SingleStore Managed Service

Aggregator Merging

Most queries that don’t involve aggregates, group-bys, or order-bys don’t require any further processing on the aggregator. These queries are forwarded verbatim to one or many partitions, and the partition’s results are streamed back to the client. More complex queries do require additional processing on the aggregator to merge the results from the leaves.


ORDER BY queries that don’t involve aggregates or group-bys can sort rows on the leaves and then merge the sorted intermediate results on the aggregator. For example, a query like SELECT * FROM a WHERE a3 = 5 ORDER BY a1 will follow this pattern. These queries leverage distributed (leaf) processing to do the majority of filtering and sorting, which makes them scalable with the amount of data in the system.

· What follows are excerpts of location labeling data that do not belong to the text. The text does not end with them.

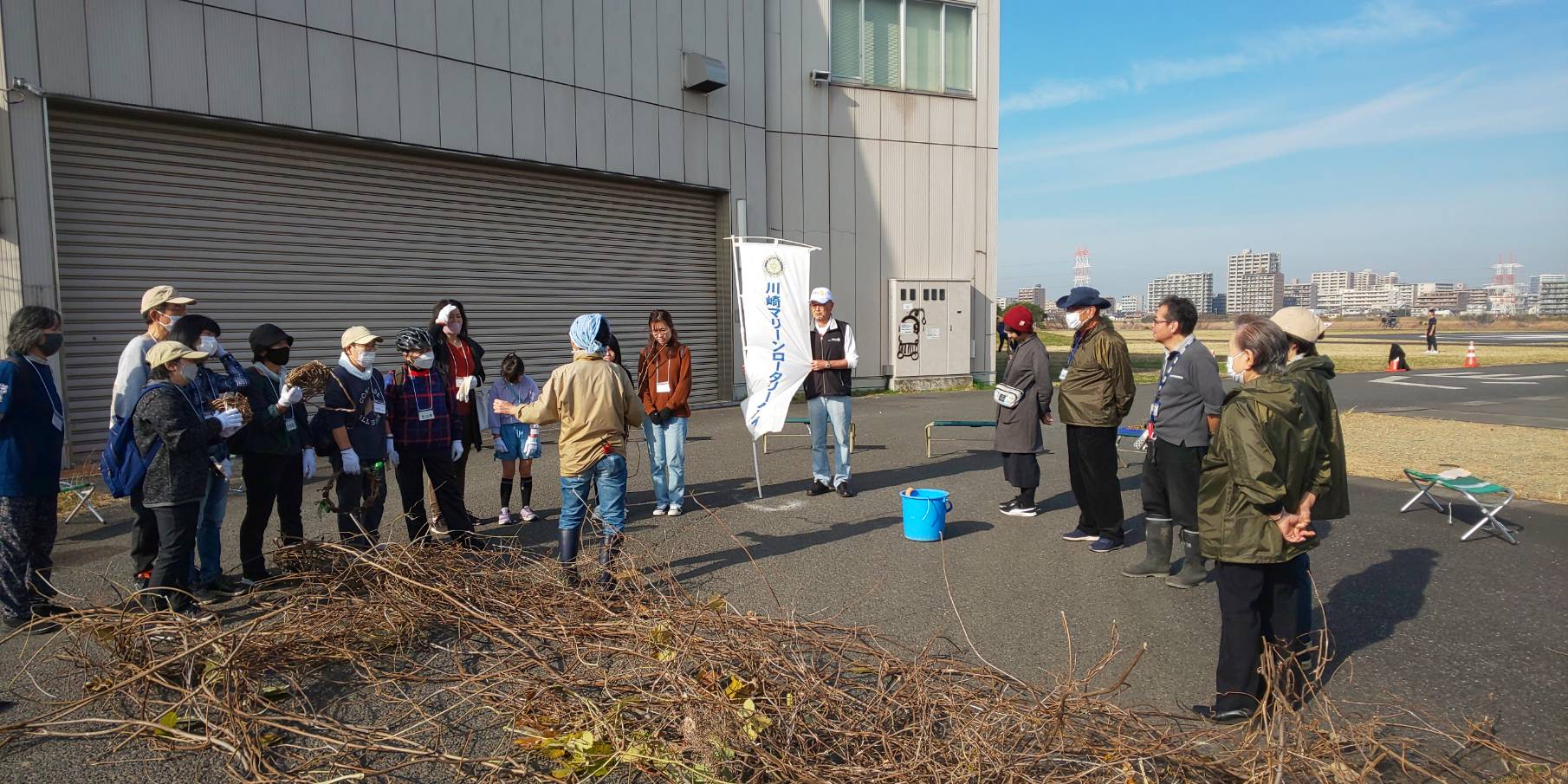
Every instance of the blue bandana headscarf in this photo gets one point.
(586, 333)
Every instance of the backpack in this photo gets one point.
(123, 464)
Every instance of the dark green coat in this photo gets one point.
(1098, 391)
(1266, 455)
(1312, 373)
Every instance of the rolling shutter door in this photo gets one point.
(317, 237)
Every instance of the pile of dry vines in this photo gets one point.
(443, 664)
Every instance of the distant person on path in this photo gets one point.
(833, 356)
(1023, 404)
(1097, 396)
(1186, 411)
(32, 433)
(1262, 462)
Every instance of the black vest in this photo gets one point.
(828, 383)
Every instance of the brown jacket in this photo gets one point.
(594, 404)
(668, 366)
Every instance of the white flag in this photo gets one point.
(775, 282)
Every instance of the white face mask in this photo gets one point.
(1229, 367)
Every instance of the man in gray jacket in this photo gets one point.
(1023, 405)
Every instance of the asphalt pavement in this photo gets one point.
(1455, 631)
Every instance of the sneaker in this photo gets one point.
(30, 626)
(1105, 544)
(1018, 510)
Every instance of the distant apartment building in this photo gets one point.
(1194, 286)
(1552, 296)
(1254, 282)
(1300, 294)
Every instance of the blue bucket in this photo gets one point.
(925, 515)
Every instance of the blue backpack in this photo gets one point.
(123, 464)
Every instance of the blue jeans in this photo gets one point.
(209, 532)
(667, 458)
(609, 477)
(822, 410)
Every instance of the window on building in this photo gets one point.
(907, 44)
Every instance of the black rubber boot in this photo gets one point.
(1194, 571)
(1156, 551)
(568, 554)
(609, 559)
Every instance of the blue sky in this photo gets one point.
(1422, 137)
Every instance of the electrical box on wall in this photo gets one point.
(930, 333)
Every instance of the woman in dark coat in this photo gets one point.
(462, 363)
(1023, 405)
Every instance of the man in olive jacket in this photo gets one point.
(1018, 425)
(1097, 394)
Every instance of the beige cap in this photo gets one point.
(172, 350)
(358, 334)
(162, 295)
(1300, 323)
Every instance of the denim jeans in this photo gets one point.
(209, 534)
(609, 477)
(667, 458)
(822, 410)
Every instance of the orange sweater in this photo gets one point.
(668, 366)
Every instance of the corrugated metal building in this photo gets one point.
(321, 164)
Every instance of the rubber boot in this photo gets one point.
(1194, 571)
(609, 554)
(568, 554)
(1156, 551)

Queries with aggregates compute aggregate values on the leaves and then use aggregate merging on the aggregator to compute a final result. Each non-associative aggregate is converted into an expression that is associative. For example, AVG(expr) is converted to SUM(expr)/COUNT(expr) automatically by the aggregator.

Distinct Aggregates

Distinct aggregates like COUNT(DISTINCT ...) are not as efficient as simple aggregates like COUNT(*). Distinct values must be resolved across partition boundaries (you could have a3=10 on two different partitions in SELECT COUNT(DISTINCT a3) FROM a), so each partition must send every distinct value it has back to the aggregator. Queries with distinct aggregates ship one row per distinct value per partition back to the aggregator and can therefore be expensive if there are a lot of distinct values.

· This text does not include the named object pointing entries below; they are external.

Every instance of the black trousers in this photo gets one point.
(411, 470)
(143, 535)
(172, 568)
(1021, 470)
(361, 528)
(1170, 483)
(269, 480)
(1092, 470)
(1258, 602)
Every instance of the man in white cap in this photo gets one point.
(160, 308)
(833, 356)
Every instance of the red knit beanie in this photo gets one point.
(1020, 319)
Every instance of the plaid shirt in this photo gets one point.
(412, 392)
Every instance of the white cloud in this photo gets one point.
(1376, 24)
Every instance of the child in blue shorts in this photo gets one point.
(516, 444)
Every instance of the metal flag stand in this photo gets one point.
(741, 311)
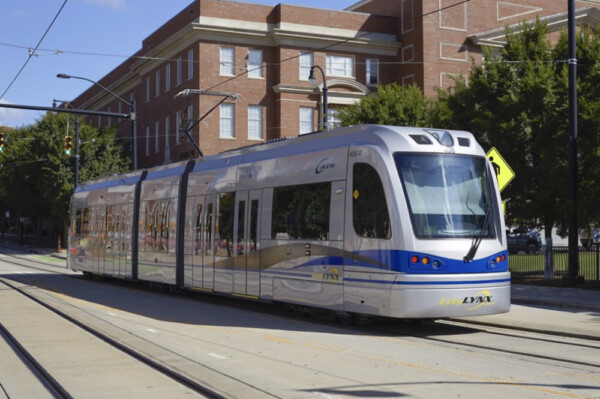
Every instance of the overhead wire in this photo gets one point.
(32, 52)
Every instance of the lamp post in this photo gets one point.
(131, 111)
(68, 103)
(313, 80)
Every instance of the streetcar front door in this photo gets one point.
(246, 274)
(209, 243)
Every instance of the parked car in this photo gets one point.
(589, 236)
(528, 241)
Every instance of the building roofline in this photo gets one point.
(589, 16)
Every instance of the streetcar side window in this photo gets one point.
(224, 225)
(301, 212)
(370, 215)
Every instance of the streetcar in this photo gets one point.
(399, 222)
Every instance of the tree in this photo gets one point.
(39, 178)
(393, 105)
(518, 103)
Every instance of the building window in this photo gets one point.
(168, 77)
(226, 121)
(178, 71)
(147, 88)
(306, 62)
(255, 64)
(370, 216)
(338, 65)
(227, 61)
(333, 119)
(178, 127)
(147, 140)
(372, 72)
(190, 64)
(190, 116)
(157, 84)
(255, 122)
(167, 129)
(156, 136)
(306, 120)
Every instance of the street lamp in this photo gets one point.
(313, 80)
(131, 111)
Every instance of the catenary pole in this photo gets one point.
(573, 206)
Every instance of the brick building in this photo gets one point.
(264, 54)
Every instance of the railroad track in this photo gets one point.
(444, 336)
(51, 383)
(40, 373)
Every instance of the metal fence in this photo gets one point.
(527, 267)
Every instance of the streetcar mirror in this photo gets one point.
(442, 136)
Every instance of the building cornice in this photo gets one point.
(589, 16)
(295, 35)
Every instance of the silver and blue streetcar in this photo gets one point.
(373, 220)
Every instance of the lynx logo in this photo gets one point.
(480, 299)
(333, 276)
(324, 164)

There is an exception to this rule: if you run a DISTINCT aggregate over the shard key, distinct values can be resolved on the leaves and the aggregator can merge aggregate values as it would with simple aggregates. An example of such a query would be SELECT COUNT(DISTINCT a1, a2) FROM a.


It is also possible to calculate a fast approximation of distinct values; see APPROX_COUNT_DISTINCT .

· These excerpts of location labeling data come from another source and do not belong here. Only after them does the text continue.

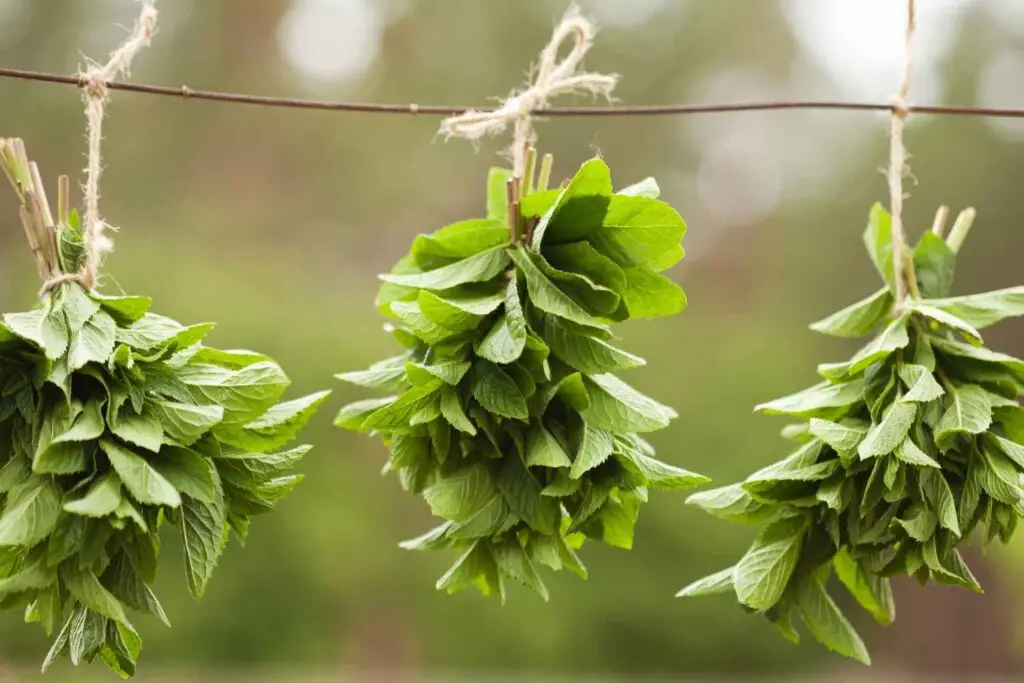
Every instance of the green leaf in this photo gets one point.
(142, 481)
(893, 338)
(580, 349)
(480, 267)
(731, 503)
(859, 318)
(885, 436)
(827, 624)
(143, 430)
(969, 411)
(579, 208)
(764, 571)
(86, 589)
(184, 423)
(921, 385)
(458, 312)
(720, 582)
(940, 498)
(646, 187)
(244, 393)
(879, 241)
(543, 450)
(124, 309)
(637, 230)
(594, 447)
(514, 563)
(997, 477)
(617, 408)
(187, 471)
(101, 500)
(93, 343)
(583, 258)
(545, 295)
(649, 294)
(920, 525)
(815, 400)
(498, 208)
(204, 527)
(841, 436)
(452, 409)
(948, 319)
(662, 475)
(507, 339)
(31, 513)
(910, 453)
(459, 241)
(498, 392)
(873, 593)
(461, 495)
(275, 427)
(935, 264)
(522, 494)
(385, 374)
(45, 329)
(982, 310)
(87, 426)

GROUP BY queries are spread very efficiently across the leaves. The aggregator sends the GROUP BY construct to the leaves so that the leaves process data down to the size of the final, grouped result set. The aggregator then merges together these grouped results (combining aggregates along the way) and sends the final result back to the client. The cost of a distributed GROUP BY query is usually proportional to the number of rows in the final result set, since the traffic through the system is roughly the number of partitions multiplied by the size of the grouped result set.


HAVING clauses are processed entirely on the aggregator since they perform filtering after the GROUP BY operation is complete.